A large number of compromised systems will be used to attack a vast number of targets. Some hosts in the target set will be compromised and information will be saved or immediately sent to the hacker. For example, a list of login-password-IP triples. The attacker will connect to these later.

Loss of an attacking platforms is unfortunate but not critical. The overall plan continues. This leads to at least three situations that may provide detectable patterns:

Some attack sequences may be re-run by one hacker or hacking organization "just in case" it was unable to complete on some compromised hosts. They compromised a host, installed attack software and started an attack.
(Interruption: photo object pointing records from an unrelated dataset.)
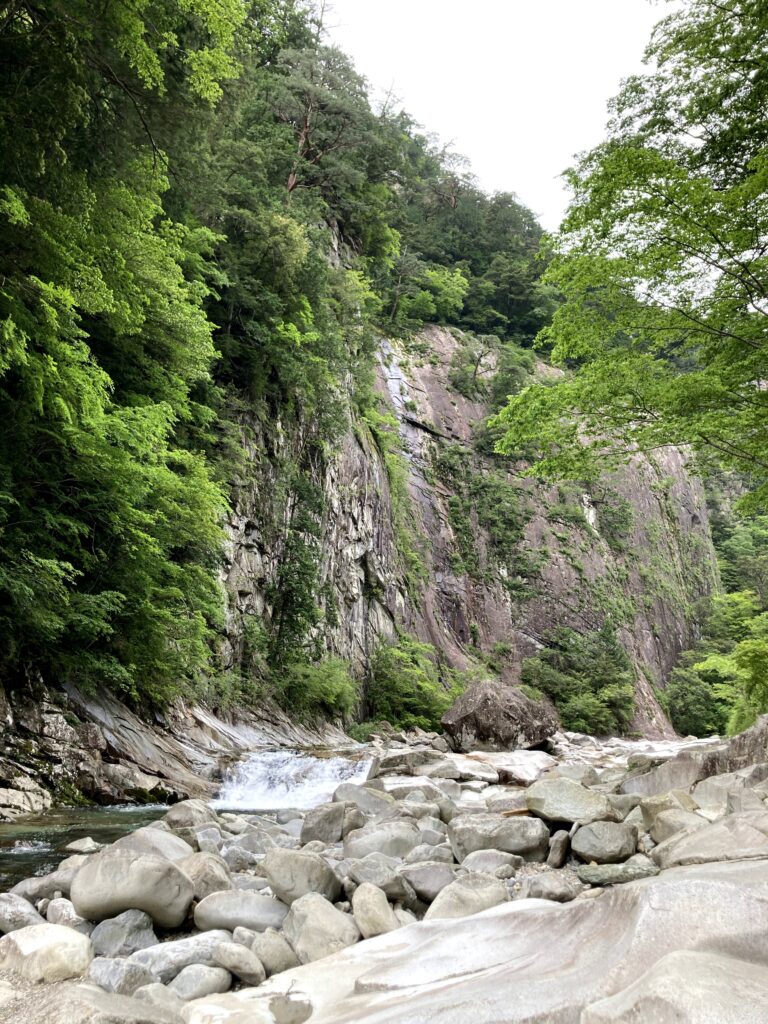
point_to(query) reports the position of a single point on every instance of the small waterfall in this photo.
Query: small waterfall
(273, 779)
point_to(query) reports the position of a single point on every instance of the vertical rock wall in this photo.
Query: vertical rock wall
(465, 598)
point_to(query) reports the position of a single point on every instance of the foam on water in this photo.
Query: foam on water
(24, 846)
(274, 779)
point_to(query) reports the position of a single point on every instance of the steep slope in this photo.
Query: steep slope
(458, 548)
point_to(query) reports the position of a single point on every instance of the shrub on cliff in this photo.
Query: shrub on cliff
(588, 677)
(406, 687)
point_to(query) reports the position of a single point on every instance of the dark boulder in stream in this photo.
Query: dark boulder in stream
(489, 717)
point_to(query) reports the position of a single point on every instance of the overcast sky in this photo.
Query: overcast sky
(519, 86)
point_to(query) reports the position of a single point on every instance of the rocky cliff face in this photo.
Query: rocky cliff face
(462, 550)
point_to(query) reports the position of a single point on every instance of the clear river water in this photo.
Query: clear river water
(264, 780)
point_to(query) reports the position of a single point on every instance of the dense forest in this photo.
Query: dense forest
(204, 213)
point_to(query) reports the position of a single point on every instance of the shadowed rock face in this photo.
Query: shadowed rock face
(488, 717)
(650, 581)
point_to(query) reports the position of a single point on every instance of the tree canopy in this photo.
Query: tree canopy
(662, 263)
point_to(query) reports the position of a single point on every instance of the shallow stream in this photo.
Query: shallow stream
(265, 780)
Some time later they noticed that the exploit had been detected and the system rebuilt and the hole closed. Did their attack finish and just find no new victims? Or was the attack stopped in the middle? Maybe they should re-run that attack somewhere else....

Other attack code may be self-propagating, automatically installing itself and starting a new copy on compromised hosts. Yes, this makes it easier for the hacker, but it doesn't make sense to do exactly the same attack again. However, as we'll see, many hackers do things that don't make a lot of sense.

Finally, a large organization (or loose confederation) of hackers may use the same attack code, intending to distribute the work of attacking the entire Internet or at least the interesting parts. They may accidentally duplicate effort. This would be the most interesting thing to detect, as it would expose the scope (if not the origin) of a large-scale attack.